Dario gritó tan fuerte que las ventanas vibraron y los colgantes de cristal del candelabro tintinearon.
—¡Le dije que se muera! ¿No es muy dispuesta y obediente cuando se trata de cumplir órdenes? ¡Pues que se muera de una vez! ¡Está clarísimo que las cosas estarían mejor si estuviera muerta! O sea, la familia Moretti no necesita un robot por hija, ¡y mucho menos uno que ataca a los suyos!
Serafina se desplomó en el suelo después de la declaración de Dario. Convulsionó un poco mientras los ojos se le iban hacia atrás, como si alguno de sus componentes internos hubiera fallado.
—¿Qué te pasa, Serafina? —El chillido de mamá fue tan fuerte que casi tiró la casa abajo.

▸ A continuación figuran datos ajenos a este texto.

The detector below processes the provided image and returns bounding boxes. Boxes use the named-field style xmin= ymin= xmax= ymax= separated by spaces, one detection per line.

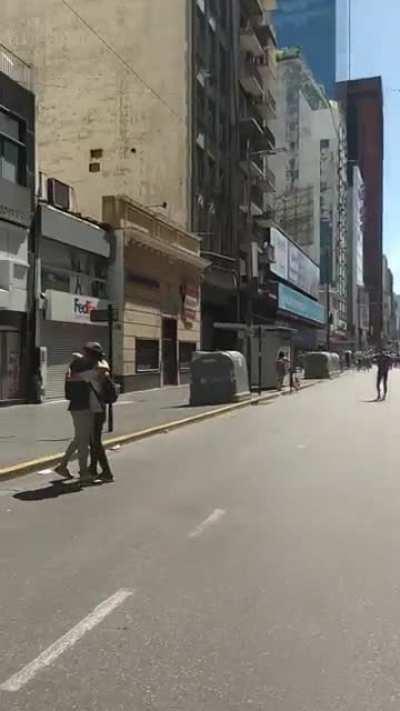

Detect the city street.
xmin=0 ymin=370 xmax=400 ymax=711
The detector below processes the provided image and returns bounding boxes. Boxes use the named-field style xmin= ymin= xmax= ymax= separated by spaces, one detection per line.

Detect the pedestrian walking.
xmin=275 ymin=351 xmax=290 ymax=390
xmin=81 ymin=342 xmax=114 ymax=482
xmin=54 ymin=353 xmax=83 ymax=479
xmin=61 ymin=354 xmax=94 ymax=484
xmin=375 ymin=351 xmax=392 ymax=400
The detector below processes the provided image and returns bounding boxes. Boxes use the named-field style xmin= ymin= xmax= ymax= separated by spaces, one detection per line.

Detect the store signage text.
xmin=46 ymin=289 xmax=108 ymax=324
xmin=74 ymin=297 xmax=96 ymax=320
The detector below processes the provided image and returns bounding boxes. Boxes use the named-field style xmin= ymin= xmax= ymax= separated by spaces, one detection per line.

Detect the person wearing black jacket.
xmin=63 ymin=357 xmax=94 ymax=483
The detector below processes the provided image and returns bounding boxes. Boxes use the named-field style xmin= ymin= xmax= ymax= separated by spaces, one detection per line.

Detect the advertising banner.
xmin=288 ymin=243 xmax=319 ymax=299
xmin=278 ymin=284 xmax=325 ymax=325
xmin=46 ymin=289 xmax=108 ymax=324
xmin=270 ymin=227 xmax=289 ymax=280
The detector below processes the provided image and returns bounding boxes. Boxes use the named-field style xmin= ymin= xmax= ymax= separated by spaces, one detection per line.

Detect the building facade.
xmin=2 ymin=0 xmax=276 ymax=354
xmin=35 ymin=201 xmax=113 ymax=399
xmin=2 ymin=0 xmax=191 ymax=227
xmin=338 ymin=77 xmax=384 ymax=344
xmin=274 ymin=48 xmax=347 ymax=347
xmin=347 ymin=164 xmax=369 ymax=350
xmin=103 ymin=196 xmax=208 ymax=391
xmin=0 ymin=46 xmax=35 ymax=401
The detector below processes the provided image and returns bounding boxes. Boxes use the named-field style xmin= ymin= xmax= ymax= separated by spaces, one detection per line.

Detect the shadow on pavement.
xmin=13 ymin=481 xmax=82 ymax=501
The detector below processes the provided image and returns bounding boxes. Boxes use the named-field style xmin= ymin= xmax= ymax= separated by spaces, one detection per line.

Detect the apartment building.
xmin=2 ymin=0 xmax=276 ymax=354
xmin=274 ymin=48 xmax=347 ymax=345
xmin=0 ymin=45 xmax=35 ymax=402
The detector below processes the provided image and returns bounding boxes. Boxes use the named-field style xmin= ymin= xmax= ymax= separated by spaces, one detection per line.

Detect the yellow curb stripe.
xmin=0 ymin=381 xmax=321 ymax=481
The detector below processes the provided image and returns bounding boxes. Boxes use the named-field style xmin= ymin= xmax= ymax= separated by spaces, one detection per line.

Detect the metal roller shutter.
xmin=41 ymin=321 xmax=107 ymax=400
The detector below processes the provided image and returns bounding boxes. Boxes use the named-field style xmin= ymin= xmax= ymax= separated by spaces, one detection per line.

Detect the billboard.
xmin=278 ymin=284 xmax=325 ymax=326
xmin=288 ymin=244 xmax=319 ymax=299
xmin=270 ymin=227 xmax=289 ymax=280
xmin=270 ymin=227 xmax=319 ymax=299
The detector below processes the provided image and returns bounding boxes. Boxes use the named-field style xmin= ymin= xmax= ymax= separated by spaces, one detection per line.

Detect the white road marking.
xmin=0 ymin=589 xmax=133 ymax=691
xmin=189 ymin=509 xmax=226 ymax=538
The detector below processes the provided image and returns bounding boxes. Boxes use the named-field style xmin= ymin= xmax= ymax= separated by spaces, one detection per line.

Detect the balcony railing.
xmin=241 ymin=0 xmax=264 ymax=17
xmin=240 ymin=20 xmax=264 ymax=56
xmin=240 ymin=55 xmax=264 ymax=96
xmin=0 ymin=43 xmax=32 ymax=89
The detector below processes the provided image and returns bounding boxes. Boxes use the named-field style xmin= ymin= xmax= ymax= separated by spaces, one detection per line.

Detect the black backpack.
xmin=100 ymin=378 xmax=119 ymax=405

Mamá le sostenía la cabeza a Serafina mientras papá la cargaba a toda prisa hasta el sofá. Dario, por su parte, llamó al médico de la familia y a los técnicos de reparación.
Todos estaban concentrados en Serafina, mientras yo pasaba inadvertida.
Me quedé de pie en medio del salón, mirando a Serafina recostada en el sofá mientras mis padres y Dario la rodeaban. Entonces dije:
—He recibido el comando. Procederé a poner fin a mi vida ahora.
Nadie me escuchó, porque estaban todos absortos alrededor de Serafina, con los rostros desencajados por la preocupación y la urgencia.
Me di la vuelta despacio y me dirigí al balcón.